Kini 20 tahun sudah berlalu, dan kami berkunjung lagi ke tempat kami babat alas, bernostalgia menemui orang-orang yang sama-sama berjuang. Kami tak menyangka bahwa sambutan begitu di luar dugaan kami. Diundang kesana kemari untuk makan, ditraktir kesana kemari tanpa kami harus mengeluarkan sepeser pun uang. Sambil makan kami ngobrol dan tertawa lepas sambil memperhatikan wajah-wajah mereka yang ’lepas’ seolah tak membawa beban. Sesekali kami ngobrol agak serius untuk memikirkan pengembangan sebuah institusi ini yang ikut berperan membesarkan saya.

Eh…. Ada satu lagi yang kami terharu sampai tidak bisa berkata-kata, bahwa perjalanan kami ke Tanjung Puting dengan bermalam di kapal, lengkap dengan paket wisata dan kuliner di kapal, sudah dibayari oleh seorang sahabat kami di sana. Ketika dr. Ika mentransfer uang paket tur itu, malah diberitahu bahwa biaya sudah diberesi semua oleh pak Herman!

Kami merasa 3 malam di Pangkalan Bun menjadi ‘hari raya’ bagi kami, setelah 20 tahun silam kami loro-lopo, puasa dengan sikap dan ulah penguasa. Kini saatnya kami berbuka!

Dalam perjalanan pulang dari Tanjung Puting, tour leader kami memberi kode, arah jam 11 ada orang utan liar di atas pohon. Sontak kapal kami berhenti dan kami explore si orang utan tersebut dengan peralatan foto kami. Setelah puas memotret, saya tanya kepada tour leader kami,

“Siapa nama orang utan tersebut?”

“Kami tidak tahu pak, karena dia itu adalah orang utan liar, yang berada di luar kawasan Taman nasional.”

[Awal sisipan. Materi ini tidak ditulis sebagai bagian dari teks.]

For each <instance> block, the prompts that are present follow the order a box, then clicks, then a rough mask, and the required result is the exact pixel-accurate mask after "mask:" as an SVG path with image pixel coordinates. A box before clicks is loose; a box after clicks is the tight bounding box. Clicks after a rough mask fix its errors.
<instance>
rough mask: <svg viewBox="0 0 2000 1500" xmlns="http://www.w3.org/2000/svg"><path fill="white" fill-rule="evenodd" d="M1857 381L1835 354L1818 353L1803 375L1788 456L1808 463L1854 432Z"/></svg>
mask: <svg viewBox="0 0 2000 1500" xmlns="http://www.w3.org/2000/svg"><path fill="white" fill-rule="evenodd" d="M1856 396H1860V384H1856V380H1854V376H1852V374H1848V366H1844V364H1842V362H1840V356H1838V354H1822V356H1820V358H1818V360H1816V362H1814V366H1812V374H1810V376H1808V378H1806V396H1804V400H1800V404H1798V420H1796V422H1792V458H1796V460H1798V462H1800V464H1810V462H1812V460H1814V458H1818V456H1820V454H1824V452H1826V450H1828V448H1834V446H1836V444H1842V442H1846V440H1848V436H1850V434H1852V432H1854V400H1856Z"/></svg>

“Tapi ini adalah rejeki bagi kita, karena kita ketemu dengan orang utan liar dan dia sangat besar, serta sudah ‘matur’, bisa jadi dia adalah raja di kawasan ini,” kata tour leader kami.

Saya pun menukas

“Bagaimana kalau kita beri nama ‘X’?”

Kontan dr. Agung, dr. Ika, dan saya tertawa terbahak-bahak. Kami berpandangan dan hanya kami bertiga yang tahu kenapa si orang utan itu kita namai ‘X’.